When he emerged, he had his special dictionary out again:
"We didn't get into this overnight; we're not going to get out of it overnight," he told the media.
And what to do? There's "no reason to reinvent the wheel," the cliche monster disgorged.
And the coup de grace: "It's not a crisis today. It's not of crisis proportion today, but it could cause problems down the road."
Phew. For a minute there, I was worried.
But then when I heard the governor was going to form a task force and that this was not the summit to end all summits - he plans another one with more people and even nonprofit groups are invited - I felt better.
It also turns out that borrowers were not as educated as they should be and the state needs to help them.
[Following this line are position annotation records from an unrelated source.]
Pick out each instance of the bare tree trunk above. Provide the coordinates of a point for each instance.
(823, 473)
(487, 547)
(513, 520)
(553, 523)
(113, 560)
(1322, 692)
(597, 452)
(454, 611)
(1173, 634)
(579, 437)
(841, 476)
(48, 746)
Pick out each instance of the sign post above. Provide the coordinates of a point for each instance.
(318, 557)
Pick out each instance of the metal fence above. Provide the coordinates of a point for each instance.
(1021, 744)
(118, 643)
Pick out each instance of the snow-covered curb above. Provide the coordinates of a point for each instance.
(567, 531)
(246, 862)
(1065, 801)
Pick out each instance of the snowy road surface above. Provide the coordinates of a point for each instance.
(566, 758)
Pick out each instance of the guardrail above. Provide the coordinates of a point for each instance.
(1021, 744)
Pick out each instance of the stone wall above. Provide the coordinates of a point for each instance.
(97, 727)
And, the governor informed the media, the lenders don't think that Nevada needs more regulation. (Here is the point in the old days when the reporters rush to the phones to tell their editors to stop the presses!)
Perhaps I am being too harsh on the governor, although his history indicates he is not so open-minded. And he does not help his credibility on this issue by having a former bank executive (Mendy Elliott) running the agency that oversees business and industry and who just hired a mortgage lending executive (Joe Waltuch) whose previous employer is bankrupt and under a legal cloud.
But there is a rhetorical function to the governor's office , and to some extent it is his job to publicly try to reassure a populace and to take on the issue. "The bottom line is we are," one Gibbonsite said. "We're forcing people to talk about an issue that many are in denial over."
Talk about it in private, where the lenders might have said anything from "borrowers are boobs" to "we're losing enough already and can't do much more." We don't know.
But we do know that experts have raised questions about how much the state can do, which is why I wondered whether a GOP governor would be willing to bring in the strong arm of government to force the men and women in suits to give the almost-foreclosed-on a break.
Gibbons insisted he was just a facilitator Thursday, there to "make them sit at the table." He still believed in "free market solutions," the governor insisted as he tried to influence the market through the power of his office.
So maybe bringing everybody together for a frank discussion to take this problem head - on and right upfront was a good first step. But in this crisis, it's the last step that matters.